On my laptop, this 2-page layout with a "bookmark" offers a fair facsimile of the experience of reading a traditional book
I decided to expand my horizons recently and read a loooong format eBook - the new Dan Brown novel, "The Lost Symbol."
I bought it on Barnes & Noble's website (see my previous post on the Barnes & Noble eReader experience). Having finally figured out where to store my Barnes & Noble eBooks, I purchased the book for $9.99 (standard price for eBooks these days), and downloaded 2 "copies" of it:
- One to a network drive, accessible to both my desktop Mac and a laptop Mac.
- A second download to my iPhone, from the Barnes & Noble eReader application.
Then, I proceeded to read it on both my iPhone and my laptop, just to see how I felt about this. I like to read the kind of genre fiction Brown writes in the wee hours of the morning, so it needed to be on one of my portable devices. So, I started out on the laptop (with the 2-page view, the novel actually feels like a novel), bookmarked where I left off, and then picked up the eBook again on my iPhone.
Not unsurprisingly, the copy of "The Lost Symbol" on my iPhone had NO idea where I had bookmarked the book on my laptop. Although I knew I had bookmarked the laptop version on Page 100, the page numbering scheme on my iPhone was a little different, so, in order to find where I could resume reading, I had to search for an odd phrase from that page. It worked, and I took up again on the iPhone.

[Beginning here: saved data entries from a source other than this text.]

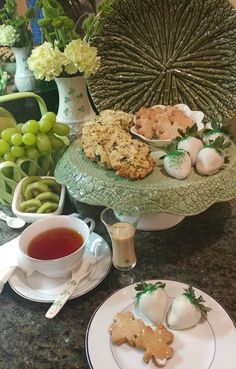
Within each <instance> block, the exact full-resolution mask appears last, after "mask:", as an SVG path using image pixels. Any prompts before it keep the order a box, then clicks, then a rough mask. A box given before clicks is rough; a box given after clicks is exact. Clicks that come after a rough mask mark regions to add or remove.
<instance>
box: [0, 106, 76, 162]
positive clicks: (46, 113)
mask: <svg viewBox="0 0 236 369" xmlns="http://www.w3.org/2000/svg"><path fill="white" fill-rule="evenodd" d="M69 132H70V129H69V127H68V125H66V124H63V123H57V122H56V115H55V114H54V113H53V112H47V113H45V114H44V115H43V116H42V118H41V119H40V120H39V121H36V120H33V119H31V120H28V121H27V122H26V123H19V124H18V125H17V126H16V127H13V128H6V129H4V130H3V131H2V132H1V137H0V162H3V161H14V162H17V160H18V159H24V158H25V159H30V160H36V159H37V158H38V157H39V156H41V155H49V154H51V153H52V152H54V151H63V150H64V149H65V148H66V146H67V145H68V144H69V138H68V136H69Z"/></svg>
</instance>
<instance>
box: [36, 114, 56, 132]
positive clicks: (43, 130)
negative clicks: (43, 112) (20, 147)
mask: <svg viewBox="0 0 236 369" xmlns="http://www.w3.org/2000/svg"><path fill="white" fill-rule="evenodd" d="M52 126H53V122H52V121H51V120H49V119H48V118H47V117H45V115H44V116H43V118H41V119H40V121H39V129H40V132H42V133H47V132H49V131H50V129H51V128H52Z"/></svg>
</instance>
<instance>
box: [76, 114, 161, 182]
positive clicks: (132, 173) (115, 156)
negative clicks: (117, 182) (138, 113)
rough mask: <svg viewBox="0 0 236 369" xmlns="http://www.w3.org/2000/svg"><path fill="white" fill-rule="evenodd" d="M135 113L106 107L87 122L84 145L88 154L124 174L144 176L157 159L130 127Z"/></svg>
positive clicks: (97, 162)
mask: <svg viewBox="0 0 236 369" xmlns="http://www.w3.org/2000/svg"><path fill="white" fill-rule="evenodd" d="M133 124H134V123H133V115H132V114H129V113H125V112H123V111H119V110H116V111H115V110H104V111H103V112H101V114H100V115H99V116H97V117H95V118H94V119H92V120H90V121H88V122H87V123H85V125H84V127H83V133H82V147H83V150H84V153H85V155H86V156H87V157H88V158H89V159H90V160H93V161H96V162H97V163H98V164H99V165H101V166H104V167H105V168H107V169H113V170H115V171H116V174H117V175H119V176H121V177H128V178H131V179H141V178H144V177H146V176H147V175H148V174H150V173H151V172H152V171H153V169H154V167H155V161H154V160H153V158H152V157H151V156H150V148H149V146H148V145H147V144H145V143H143V142H141V141H140V140H138V139H133V138H132V136H131V134H130V133H129V132H130V127H131V126H132V125H133Z"/></svg>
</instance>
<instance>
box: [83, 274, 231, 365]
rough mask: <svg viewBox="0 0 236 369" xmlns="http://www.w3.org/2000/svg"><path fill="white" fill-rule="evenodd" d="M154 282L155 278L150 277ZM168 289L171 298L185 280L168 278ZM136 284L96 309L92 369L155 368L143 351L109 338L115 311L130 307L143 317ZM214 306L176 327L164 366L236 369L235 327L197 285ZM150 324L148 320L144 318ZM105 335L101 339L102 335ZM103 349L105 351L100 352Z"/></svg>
mask: <svg viewBox="0 0 236 369" xmlns="http://www.w3.org/2000/svg"><path fill="white" fill-rule="evenodd" d="M149 282H152V283H154V282H155V281H153V280H152V281H149ZM162 282H164V283H166V288H165V289H166V293H167V295H168V297H169V301H170V302H171V300H172V299H173V298H174V297H176V296H177V295H178V294H181V293H182V292H183V289H184V288H186V287H187V285H186V284H184V283H180V282H174V281H169V280H162ZM135 286H136V284H133V285H130V286H128V287H125V288H123V289H121V290H119V291H117V292H115V293H114V294H112V295H111V296H110V297H108V298H107V299H106V300H105V301H104V302H103V303H102V304H101V305H100V306H99V307H98V309H97V310H96V311H95V313H94V314H93V316H92V317H91V320H90V322H89V325H88V328H87V332H86V339H85V345H86V355H87V360H88V363H89V366H90V368H91V369H103V368H104V367H106V368H109V369H137V368H143V369H154V368H156V367H155V366H154V364H153V363H152V362H150V363H149V364H148V365H147V364H145V363H144V362H143V352H142V351H141V350H138V349H136V348H133V347H130V346H129V345H128V344H123V345H120V346H115V345H113V344H112V343H111V341H110V334H109V326H110V325H111V323H112V321H113V319H114V317H115V315H116V314H117V313H118V312H121V311H131V312H132V313H133V314H134V316H135V317H137V318H140V316H139V315H138V311H137V309H135V300H134V297H135V294H136V290H135ZM194 289H195V292H196V295H197V296H199V295H202V297H203V298H204V300H205V301H206V305H207V306H209V307H210V308H211V309H212V310H211V311H210V312H209V314H208V318H207V320H203V321H201V322H200V323H199V324H197V325H196V326H195V327H192V328H189V329H185V330H178V331H177V330H175V331H174V330H173V331H172V332H173V333H174V336H175V338H174V341H173V343H172V345H171V346H172V347H173V349H174V356H173V357H172V358H171V359H170V360H168V361H167V363H166V365H165V369H190V368H191V369H222V368H227V369H235V362H236V351H235V347H236V330H235V326H234V323H233V321H232V319H231V318H230V316H229V315H228V314H227V312H226V311H225V309H224V308H223V307H222V306H221V305H220V304H219V303H218V302H217V301H215V300H214V299H213V298H212V297H211V296H209V295H208V294H206V293H205V292H203V291H201V290H199V289H197V288H195V287H194ZM145 323H146V324H150V323H149V322H145ZM101 338H102V339H101ZM101 352H102V355H101Z"/></svg>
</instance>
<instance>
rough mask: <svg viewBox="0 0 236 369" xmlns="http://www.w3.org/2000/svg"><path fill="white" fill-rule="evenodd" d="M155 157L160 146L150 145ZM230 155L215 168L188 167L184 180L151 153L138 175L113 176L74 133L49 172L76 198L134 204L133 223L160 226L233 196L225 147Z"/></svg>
mask: <svg viewBox="0 0 236 369" xmlns="http://www.w3.org/2000/svg"><path fill="white" fill-rule="evenodd" d="M152 155H153V156H154V157H155V158H158V157H159V156H160V155H161V151H160V150H158V149H154V151H153V152H152ZM229 156H230V161H229V163H228V164H227V165H225V167H224V168H222V169H221V170H220V171H219V172H218V173H216V174H214V175H212V176H209V177H208V176H201V175H199V174H197V173H196V171H195V170H194V169H192V170H191V173H190V175H189V176H188V178H187V179H185V180H177V179H174V178H171V177H169V176H168V175H167V174H166V173H165V171H164V169H163V166H162V161H161V160H159V159H157V166H156V167H155V169H154V171H153V172H152V173H151V174H150V175H149V176H148V177H146V178H144V179H142V180H137V181H133V180H130V179H126V178H121V177H118V176H117V175H116V174H115V172H114V171H113V170H107V169H104V168H103V167H101V166H99V165H98V164H97V163H95V162H92V161H90V160H89V159H87V158H86V156H85V155H84V153H83V151H82V147H81V142H80V139H77V140H75V141H74V142H73V144H72V145H71V146H70V147H69V149H68V150H67V152H65V153H64V155H63V157H62V158H61V159H60V160H59V162H58V163H57V166H56V169H55V178H56V180H57V181H58V182H59V183H62V184H64V185H66V187H67V189H68V191H69V194H70V195H71V197H72V198H74V199H75V200H76V201H79V202H82V203H85V204H89V205H95V206H105V207H109V206H112V207H114V208H115V209H116V210H118V211H124V210H127V209H128V208H129V207H130V206H133V205H136V206H138V207H139V209H140V211H141V215H142V219H141V224H139V229H146V230H147V229H149V230H151V229H164V228H169V227H171V226H173V225H175V224H177V223H179V222H180V221H181V220H182V219H183V217H185V216H190V215H195V214H198V213H201V212H203V211H204V210H206V209H207V208H209V207H210V206H211V205H212V204H214V203H216V202H221V201H227V200H230V199H233V198H234V197H236V181H235V176H236V147H235V145H234V144H232V145H231V146H230V148H229Z"/></svg>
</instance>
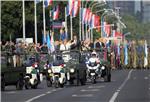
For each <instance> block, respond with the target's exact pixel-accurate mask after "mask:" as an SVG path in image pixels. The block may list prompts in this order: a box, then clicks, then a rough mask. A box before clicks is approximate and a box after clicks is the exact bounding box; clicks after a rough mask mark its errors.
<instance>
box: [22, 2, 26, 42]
mask: <svg viewBox="0 0 150 102" xmlns="http://www.w3.org/2000/svg"><path fill="white" fill-rule="evenodd" d="M22 3H23V41H24V43H25V39H26V36H25V4H24V0H23V2H22Z"/></svg>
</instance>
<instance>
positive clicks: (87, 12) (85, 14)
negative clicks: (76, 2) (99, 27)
mask: <svg viewBox="0 0 150 102" xmlns="http://www.w3.org/2000/svg"><path fill="white" fill-rule="evenodd" d="M89 13H90V9H86V12H85V21H84V23H85V24H88V18H89Z"/></svg>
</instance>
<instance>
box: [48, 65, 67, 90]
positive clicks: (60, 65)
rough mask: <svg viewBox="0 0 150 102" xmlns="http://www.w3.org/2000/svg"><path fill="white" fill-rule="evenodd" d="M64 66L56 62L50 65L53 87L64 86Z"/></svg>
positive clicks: (65, 78)
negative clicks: (50, 66) (54, 86)
mask: <svg viewBox="0 0 150 102" xmlns="http://www.w3.org/2000/svg"><path fill="white" fill-rule="evenodd" d="M64 67H65V64H58V65H57V64H56V65H55V64H53V65H52V66H51V71H52V73H53V76H52V80H53V84H54V86H55V88H58V87H61V88H62V87H64V83H65V81H66V78H65V69H64ZM49 71H50V70H49Z"/></svg>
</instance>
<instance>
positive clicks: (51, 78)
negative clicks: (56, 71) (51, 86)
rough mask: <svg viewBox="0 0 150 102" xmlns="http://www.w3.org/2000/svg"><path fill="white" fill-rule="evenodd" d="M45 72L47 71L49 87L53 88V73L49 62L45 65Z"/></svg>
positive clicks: (46, 74)
mask: <svg viewBox="0 0 150 102" xmlns="http://www.w3.org/2000/svg"><path fill="white" fill-rule="evenodd" d="M44 70H45V76H46V83H47V87H51V86H52V82H53V73H52V69H51V64H50V63H49V61H47V62H46V63H45V65H44Z"/></svg>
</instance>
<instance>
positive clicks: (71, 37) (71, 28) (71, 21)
mask: <svg viewBox="0 0 150 102" xmlns="http://www.w3.org/2000/svg"><path fill="white" fill-rule="evenodd" d="M70 23H71V40H73V34H72V15H70Z"/></svg>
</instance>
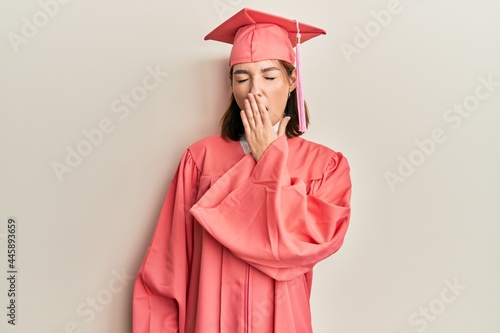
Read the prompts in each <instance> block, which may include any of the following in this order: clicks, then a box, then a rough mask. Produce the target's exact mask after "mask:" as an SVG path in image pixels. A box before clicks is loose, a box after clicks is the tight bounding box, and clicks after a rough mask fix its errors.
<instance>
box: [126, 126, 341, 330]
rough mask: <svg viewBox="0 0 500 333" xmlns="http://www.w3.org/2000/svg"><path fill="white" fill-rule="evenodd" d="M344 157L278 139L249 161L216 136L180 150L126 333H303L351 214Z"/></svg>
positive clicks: (136, 280) (309, 318)
mask: <svg viewBox="0 0 500 333" xmlns="http://www.w3.org/2000/svg"><path fill="white" fill-rule="evenodd" d="M350 194H351V182H350V176H349V165H348V163H347V160H346V159H345V157H344V156H343V155H342V154H341V153H339V152H335V151H333V150H331V149H329V148H327V147H324V146H322V145H319V144H315V143H312V142H309V141H307V140H305V139H303V138H300V137H297V138H292V139H287V138H286V137H285V136H282V137H280V138H279V139H277V140H276V141H275V142H273V143H272V144H271V146H270V147H269V148H268V149H267V150H266V151H265V153H264V154H263V155H262V157H261V159H260V160H259V161H258V162H256V161H255V160H254V158H253V157H252V155H251V154H245V153H244V151H243V149H242V147H241V145H240V143H239V142H238V141H229V142H228V141H225V140H223V139H222V138H221V137H220V136H219V135H216V136H211V137H208V138H205V139H203V140H201V141H199V142H197V143H195V144H193V145H192V146H191V147H189V148H188V149H187V150H186V151H185V153H184V155H183V157H182V160H181V162H180V164H179V167H178V170H177V172H176V174H175V176H174V179H173V181H172V183H171V185H170V188H169V191H168V194H167V196H166V199H165V202H164V205H163V208H162V210H161V213H160V217H159V220H158V223H157V226H156V229H155V231H154V234H153V237H152V240H151V243H150V245H149V247H148V250H147V253H146V255H145V258H144V260H143V262H142V265H141V267H140V269H139V272H138V274H137V278H136V281H135V286H134V297H133V332H134V333H146V332H147V333H174V332H180V333H192V332H196V333H216V332H224V333H250V332H259V333H271V332H276V333H285V332H286V333H308V332H312V328H311V315H310V302H309V298H310V293H311V282H312V268H313V266H314V265H315V264H316V263H317V262H319V261H321V260H322V259H325V258H327V257H328V256H330V255H331V254H333V253H334V252H336V251H337V250H338V249H339V248H340V246H341V245H342V242H343V240H344V235H345V233H346V230H347V226H348V223H349V216H350V205H349V201H350Z"/></svg>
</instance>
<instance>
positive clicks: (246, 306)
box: [245, 264, 250, 333]
mask: <svg viewBox="0 0 500 333" xmlns="http://www.w3.org/2000/svg"><path fill="white" fill-rule="evenodd" d="M246 301H247V304H246V314H245V327H246V328H245V333H249V331H250V330H249V329H250V323H249V317H250V265H249V264H247V288H246Z"/></svg>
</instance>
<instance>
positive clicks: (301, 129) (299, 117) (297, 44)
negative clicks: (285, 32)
mask: <svg viewBox="0 0 500 333" xmlns="http://www.w3.org/2000/svg"><path fill="white" fill-rule="evenodd" d="M295 22H296V23H297V46H296V47H295V69H296V74H297V88H296V89H297V106H298V111H299V114H298V116H299V131H301V132H302V133H305V132H306V131H307V125H306V112H305V106H304V95H303V92H302V66H301V61H300V37H301V35H300V29H299V21H295Z"/></svg>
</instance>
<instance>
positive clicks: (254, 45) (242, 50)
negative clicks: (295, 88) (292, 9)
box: [205, 8, 326, 132]
mask: <svg viewBox="0 0 500 333" xmlns="http://www.w3.org/2000/svg"><path fill="white" fill-rule="evenodd" d="M324 34H326V32H325V31H324V30H323V29H320V28H316V27H314V26H312V25H308V24H304V23H300V22H298V21H296V20H290V19H287V18H284V17H280V16H276V15H272V14H268V13H264V12H260V11H257V10H253V9H249V8H244V9H242V10H241V11H239V12H238V13H236V14H235V15H233V16H232V17H230V18H229V19H227V20H226V21H225V22H223V23H222V24H221V25H219V26H218V27H217V28H215V29H214V30H213V31H212V32H210V33H209V34H208V35H206V36H205V40H215V41H219V42H224V43H229V44H233V48H232V50H231V55H230V57H229V67H232V66H233V65H236V64H240V63H245V62H255V61H261V60H270V59H276V60H283V61H286V62H288V63H289V64H292V65H293V64H295V68H296V71H297V88H296V89H297V105H298V109H299V115H298V116H299V130H300V131H301V132H305V131H306V129H307V128H306V120H305V111H304V98H303V93H302V72H301V65H300V43H303V42H306V41H308V40H309V39H311V38H314V37H316V36H318V35H324ZM294 47H296V54H295V53H294V51H293V48H294Z"/></svg>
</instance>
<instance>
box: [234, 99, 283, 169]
mask: <svg viewBox="0 0 500 333" xmlns="http://www.w3.org/2000/svg"><path fill="white" fill-rule="evenodd" d="M240 115H241V120H242V122H243V127H244V128H245V136H246V138H247V141H248V145H249V146H250V150H251V152H252V156H253V157H254V159H255V160H256V161H258V160H259V159H260V158H261V157H262V155H263V154H264V152H265V151H266V149H267V148H268V147H269V146H270V145H271V143H273V142H274V141H275V140H276V139H277V138H279V137H280V136H282V135H285V130H286V125H287V124H288V121H289V120H290V117H285V118H283V119H282V120H281V122H280V126H279V128H278V133H276V132H275V131H274V128H273V124H272V123H271V120H270V118H269V114H268V112H267V110H266V107H265V106H264V105H263V104H262V103H261V102H260V100H259V96H257V95H254V94H252V93H249V94H248V98H247V99H245V109H244V110H241V112H240Z"/></svg>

The bookmark and search features within eBooks make this all possible. Does it sound like time well-spent? Maybe not. But so far I am enjoying the read on both devices - partly because I can do it, and partly because each in its own way offers a reasonable facsimile of reading an actual paper book.
(One last caveat, however: I may or may not I feel the same way when I get to the end of this tome!